Text classification scoring

Hi,

I am trying to train a textcat model on around ~60% of my data, and using the trained model to predict the remaining 40% of the unseen and unlabeled data. This is provided the model trained on 60% of my data achieves decent level of accuracy.

My question is, is it possible to obtain a confidence scoring of the prediction made by my model when I run it against the remaining 40% of my data? The purpose is that, I would like to focus say only those predictions that achieves <80% accuracy. So I can potentially save time manually annotating every single one of them.

You might propose that I use textcat.teach which has an active learning loop within, however, I have >20 labels for my texts, and the list is not exhaustive (as I have yet to explore all of the possible labels). So by using textcat.teach, I am potentially limiting my annotation task to the limited list of existing labels.

Hope to seek advice, thanks.

Yes, that sounds like the type of workflow that should be easy to implement with a custom recipe :slightly_smiling_face: For instance, you could stream in your remaining data, process each text with your pretrained model and then only send out an example if your criteria are met – for instance, if the highest scoring label has a score under your given threshold, or if a certain label has a low score, or if all labels have low scores. How you define that is up to you and just comes down to doing the math given the doc.cats with labels keyed by scores.

Here's a quick example:

import prodigy
from prodigy.components.loaders import JSONL
import spacy

@prodigy.recipe("textcat.score")
def textcat_score(dataset, spacy_model, source, threshold=0.8):
    nlp = spacy.load(spacy_model)
    
    def get_stream():
        stream = JSONL(source)
        # Mostly for speed so we can pipe examples through nlp.pipe
        eg_tuples = ((eg["text"], eg ) for eg in stream)
        for doc in nlp.pipe(eg_tuples, as_tuples=True):
            # Decide whether you want to send out example, based on predicted scores
            highest_score_cat = max(doc.cats, key=doc.cats.get)
            if doc.cats[highest_score_cat] <= threshold:
                # Format example, e.g. attach label, choice options etc.
                eg["label"] = highest_score_cat
                eg["meta"] = {"score": doc.cats[highest_score_cat]}
                yield eg

    return {
        "dataset": dataset,
        "stream": get_stream(),
        "view_id": "classification"  # or choice, blocks etc.
    }

You might want to adjust the logic that decides whether to send out an example, depending on your model. The objective is a bit different if your categories are not mutually exclusive and in that case, you might want to look at all labels. You could also focus on the examples within a range of 0.4 to 0.6, as those are the most "uncertain" scores.

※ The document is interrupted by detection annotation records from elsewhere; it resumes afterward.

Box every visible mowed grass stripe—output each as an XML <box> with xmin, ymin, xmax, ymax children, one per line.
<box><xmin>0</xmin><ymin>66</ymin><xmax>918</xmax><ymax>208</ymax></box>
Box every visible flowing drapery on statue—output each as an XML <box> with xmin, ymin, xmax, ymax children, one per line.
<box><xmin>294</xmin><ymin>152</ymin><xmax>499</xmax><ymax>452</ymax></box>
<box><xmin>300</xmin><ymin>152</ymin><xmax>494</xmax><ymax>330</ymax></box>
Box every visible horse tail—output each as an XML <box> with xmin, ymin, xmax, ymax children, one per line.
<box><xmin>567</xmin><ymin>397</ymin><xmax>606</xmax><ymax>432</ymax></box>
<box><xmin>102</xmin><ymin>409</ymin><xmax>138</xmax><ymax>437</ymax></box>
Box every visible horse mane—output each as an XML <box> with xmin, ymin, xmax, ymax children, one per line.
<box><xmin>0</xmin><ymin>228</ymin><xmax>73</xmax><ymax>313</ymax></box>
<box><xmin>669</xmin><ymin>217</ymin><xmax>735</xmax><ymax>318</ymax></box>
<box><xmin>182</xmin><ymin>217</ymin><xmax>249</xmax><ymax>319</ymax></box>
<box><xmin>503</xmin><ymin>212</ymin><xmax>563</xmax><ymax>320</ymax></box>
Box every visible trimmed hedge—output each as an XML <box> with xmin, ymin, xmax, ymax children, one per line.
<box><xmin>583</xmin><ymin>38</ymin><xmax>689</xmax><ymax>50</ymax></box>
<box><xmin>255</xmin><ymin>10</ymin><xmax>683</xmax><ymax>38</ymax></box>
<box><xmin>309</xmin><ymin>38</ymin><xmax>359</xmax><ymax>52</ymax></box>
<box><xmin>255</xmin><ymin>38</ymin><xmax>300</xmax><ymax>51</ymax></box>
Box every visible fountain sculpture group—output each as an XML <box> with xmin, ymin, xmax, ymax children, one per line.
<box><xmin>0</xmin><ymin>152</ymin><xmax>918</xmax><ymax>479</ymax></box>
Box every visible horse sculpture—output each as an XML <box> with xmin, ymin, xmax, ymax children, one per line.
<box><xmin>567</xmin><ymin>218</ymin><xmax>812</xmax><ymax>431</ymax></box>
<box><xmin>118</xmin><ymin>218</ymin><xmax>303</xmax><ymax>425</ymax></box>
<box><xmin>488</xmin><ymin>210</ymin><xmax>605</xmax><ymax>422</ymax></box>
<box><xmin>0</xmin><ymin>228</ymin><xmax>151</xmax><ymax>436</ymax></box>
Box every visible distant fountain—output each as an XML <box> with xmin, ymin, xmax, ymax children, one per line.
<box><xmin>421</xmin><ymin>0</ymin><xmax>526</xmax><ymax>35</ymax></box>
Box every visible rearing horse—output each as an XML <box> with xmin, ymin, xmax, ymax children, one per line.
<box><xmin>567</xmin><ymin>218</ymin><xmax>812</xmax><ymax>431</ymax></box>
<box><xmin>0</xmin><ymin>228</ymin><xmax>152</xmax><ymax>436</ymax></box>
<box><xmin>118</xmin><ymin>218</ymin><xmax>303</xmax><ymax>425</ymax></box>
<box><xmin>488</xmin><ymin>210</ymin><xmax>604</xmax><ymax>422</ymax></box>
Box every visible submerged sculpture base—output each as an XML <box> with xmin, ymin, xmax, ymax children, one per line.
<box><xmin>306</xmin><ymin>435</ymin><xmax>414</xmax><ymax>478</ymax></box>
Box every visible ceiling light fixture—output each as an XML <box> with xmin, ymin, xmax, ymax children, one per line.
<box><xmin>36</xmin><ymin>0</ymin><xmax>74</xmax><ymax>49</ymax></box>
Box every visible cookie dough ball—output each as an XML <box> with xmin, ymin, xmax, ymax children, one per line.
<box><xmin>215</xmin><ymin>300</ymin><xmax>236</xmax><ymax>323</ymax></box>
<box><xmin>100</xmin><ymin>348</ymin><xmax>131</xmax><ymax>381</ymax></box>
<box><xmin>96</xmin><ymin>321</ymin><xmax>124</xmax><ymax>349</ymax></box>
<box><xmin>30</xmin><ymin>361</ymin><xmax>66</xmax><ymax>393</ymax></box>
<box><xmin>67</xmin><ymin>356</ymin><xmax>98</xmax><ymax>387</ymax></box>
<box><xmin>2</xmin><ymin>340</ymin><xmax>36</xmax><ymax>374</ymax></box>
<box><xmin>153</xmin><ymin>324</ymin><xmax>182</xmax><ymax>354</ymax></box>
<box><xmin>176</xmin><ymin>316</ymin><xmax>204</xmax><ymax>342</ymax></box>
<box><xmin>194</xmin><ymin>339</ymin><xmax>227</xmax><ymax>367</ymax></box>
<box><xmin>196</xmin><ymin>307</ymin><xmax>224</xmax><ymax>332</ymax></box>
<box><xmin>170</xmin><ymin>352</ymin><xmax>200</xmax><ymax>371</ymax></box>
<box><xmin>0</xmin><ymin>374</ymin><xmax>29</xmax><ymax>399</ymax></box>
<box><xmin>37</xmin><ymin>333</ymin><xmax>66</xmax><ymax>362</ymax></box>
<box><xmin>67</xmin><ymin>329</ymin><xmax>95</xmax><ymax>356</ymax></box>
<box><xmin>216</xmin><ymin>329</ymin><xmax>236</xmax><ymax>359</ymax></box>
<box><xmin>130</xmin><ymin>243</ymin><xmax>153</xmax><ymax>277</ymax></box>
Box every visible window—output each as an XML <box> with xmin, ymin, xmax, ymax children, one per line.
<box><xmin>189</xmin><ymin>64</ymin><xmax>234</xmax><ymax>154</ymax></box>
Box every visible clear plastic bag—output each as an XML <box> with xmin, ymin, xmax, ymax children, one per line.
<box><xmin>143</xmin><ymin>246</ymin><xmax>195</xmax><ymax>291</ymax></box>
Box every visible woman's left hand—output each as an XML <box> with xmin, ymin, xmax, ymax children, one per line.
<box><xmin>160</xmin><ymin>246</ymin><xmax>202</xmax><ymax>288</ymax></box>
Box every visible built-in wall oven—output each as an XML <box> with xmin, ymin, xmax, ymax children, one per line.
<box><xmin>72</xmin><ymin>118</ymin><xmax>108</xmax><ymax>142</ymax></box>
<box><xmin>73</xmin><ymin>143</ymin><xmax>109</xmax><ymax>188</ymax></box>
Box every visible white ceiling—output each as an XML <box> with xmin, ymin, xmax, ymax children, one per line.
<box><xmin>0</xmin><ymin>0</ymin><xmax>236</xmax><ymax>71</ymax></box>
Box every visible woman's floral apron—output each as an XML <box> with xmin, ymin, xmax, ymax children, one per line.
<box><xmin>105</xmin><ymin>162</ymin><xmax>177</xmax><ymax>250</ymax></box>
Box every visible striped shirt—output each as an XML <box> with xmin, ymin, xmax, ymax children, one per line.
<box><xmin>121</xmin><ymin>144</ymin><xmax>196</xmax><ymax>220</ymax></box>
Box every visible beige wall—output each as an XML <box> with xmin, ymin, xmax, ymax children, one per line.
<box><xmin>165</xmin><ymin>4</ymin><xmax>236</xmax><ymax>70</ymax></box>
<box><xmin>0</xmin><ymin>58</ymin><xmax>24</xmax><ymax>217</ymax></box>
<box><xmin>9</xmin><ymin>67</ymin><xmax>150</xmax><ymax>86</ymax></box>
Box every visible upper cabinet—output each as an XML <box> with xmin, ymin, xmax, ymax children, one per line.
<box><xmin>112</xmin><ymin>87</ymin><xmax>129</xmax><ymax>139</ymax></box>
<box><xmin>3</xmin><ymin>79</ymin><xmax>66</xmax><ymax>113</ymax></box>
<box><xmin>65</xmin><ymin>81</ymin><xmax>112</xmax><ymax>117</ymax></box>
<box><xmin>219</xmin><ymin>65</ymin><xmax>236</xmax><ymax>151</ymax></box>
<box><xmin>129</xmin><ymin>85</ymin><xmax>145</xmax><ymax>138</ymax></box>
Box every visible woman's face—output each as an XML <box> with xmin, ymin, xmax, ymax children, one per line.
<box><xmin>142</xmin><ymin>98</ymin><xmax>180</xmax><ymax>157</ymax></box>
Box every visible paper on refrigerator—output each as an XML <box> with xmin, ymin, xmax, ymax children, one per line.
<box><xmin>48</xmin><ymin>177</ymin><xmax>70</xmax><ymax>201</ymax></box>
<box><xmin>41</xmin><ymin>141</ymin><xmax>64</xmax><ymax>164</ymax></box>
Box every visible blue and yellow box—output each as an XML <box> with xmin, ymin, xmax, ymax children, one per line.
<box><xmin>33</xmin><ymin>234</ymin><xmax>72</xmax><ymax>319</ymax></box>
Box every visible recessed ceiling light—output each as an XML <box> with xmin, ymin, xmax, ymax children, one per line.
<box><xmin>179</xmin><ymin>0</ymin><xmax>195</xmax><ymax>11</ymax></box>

In the recipe above, it's just sending out the examples with a top-level "label" and rendering them in the classification interface. But you could also use the choice interface with label options instead, or a custom interface with blocks that show the text, options and maybe an input field to leave comments during the data exploration phase.

If you're strictly viewing this as a type of "data exploration" or "label scheme development" task, then keeping the label scheme open like this can definitely make sense. If your label scheme is mututally exclusive, I'd recommend switching to a fixed label scheme as quickly as you can, though, since the presence and absence of one label has an impact on all the other labels, so once you make a change, you kinda have to review all other annotations again anyway.